One work in particular - a bold and busy New York City scene featuring a hot dog vendor - reached Cummings. His interest in the piece was memorable.
"One young man approached a board member present during the tour, Bonnie Anderson, and asked her numerous questions as to the price of the painting, the subject matter, and how the artist, Daniel Vangeli of Lebanon, Pa., executed his work titled 'American Dream'," Crary Board Member Meredith McIntosh said on Tuesday.
The next day, teacher Marian Aranyos asked her students to write letters about the trip to the gallery.
"Your picture stood out from everyone's paintings there," Cummings wrote in part of his letter. "Your picture inspired me to be good in class."
Asked what it was about the painting that spoke to him, Cummings had a ready answer. His other grandmother lives in New York City and he feels a connection to the city. "It looked more real to me and it popped with all the colors," he said.

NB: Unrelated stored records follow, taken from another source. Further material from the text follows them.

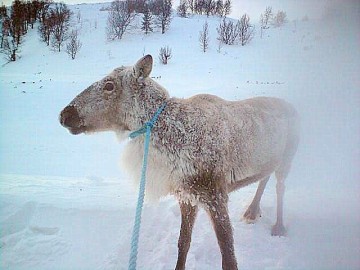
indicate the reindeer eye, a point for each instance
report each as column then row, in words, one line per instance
column 109, row 86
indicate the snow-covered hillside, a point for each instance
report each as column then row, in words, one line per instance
column 65, row 203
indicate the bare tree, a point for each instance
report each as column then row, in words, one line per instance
column 265, row 19
column 228, row 31
column 74, row 44
column 227, row 8
column 10, row 48
column 246, row 30
column 61, row 16
column 165, row 55
column 46, row 28
column 163, row 14
column 121, row 14
column 279, row 19
column 204, row 37
column 219, row 9
column 191, row 5
column 209, row 7
column 182, row 9
column 147, row 22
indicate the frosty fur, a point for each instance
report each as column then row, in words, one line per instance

Anderson contacted Vangeli and told him about Cummings and his letter.
"Mr. Vangeli was immensely pleased," she said, and he said Cummings' letter "made my day" and "I'm going to do something special for that boy."
On Tuesday, the white team gathered for a small assembly in the cafeteria. They were not told what the assembly was about. But Cummings, one of the first to enter, quickly grew suspicious. His mother, Misty, and grandmother, Sarah, didn't hide quickly enough. "I wondered why I saw my mom and my grandma," he said.
Then Aranyos read his letter and he knew what it was about.
Next, McIntosh and Anderson carried a large package over to Cummings. Inside, he found a print of "American Dream", a copy of American Artist Watercolor Magazine with Vangeli's self-portrait on the front, and a personal letter.
"I received a very nice phone call from someone at the Crary Art Gallery telling me how much you enjoyed my painting "American Dream" while visiting the Pennsylvania Watercolor Society's 34th International Juried Exhibition," Vangeli wrote. "Though it's not for sale, I wanted to give you a reproduction for you to enjoy."
There was one other item, carefully bubble-wrapped, inside the package. "I've also included an original watercolor miniature I had painted and would like you to have it," Vangeli said. "I don't know the man in the painting, I just enjoy painting everyday people."
The original paintings in the show carried prices of hundreds to thousands of dollars. Cummings was told his Vangeli original was a valuable piece. While some students recommend he sell it, Cummings wasn't interested. "I'm never getting rid of that," he said.
The painting of the man in a wheelchair was connected to "American Dream."
"The photo I used to paint this picture was taken in New York City the same day I had taken the photo to paint 'American Dream'," he wrote.
"Thank you again so much for your interest in my painting," Vangeli wrote. "It means so much to me."
A few years ago, the artist wasn't confident of his abilities. A friend convinced him to submit an entry to the Crary's 2010 exhibition. That submission won first overall.
"I really started getting serious about my art when I was around your age," Vangeli wrote. "Whatever you enjoy doing, whether it be art, music, sports, etc., keep going and pursue it. I wish you the best of luck with your future endeavors."
"It's such an honor to be able to give something to a young potential artist and to have the connection between the Crary and the artist through Eli," Anderson said.
"I didn't know my letter would actually get to him," Cummings said. "I want to say thank you to him."
Cummings asked his mother if he could go to the Crary again right away.
There is no show at the gallery this week, but McIntosh and Anderson invited Cummings to the Friday, Dec. 6 opening of the Crary's next show - an Irish Smith Retrospective - which runs through Saturday, Dec. 21.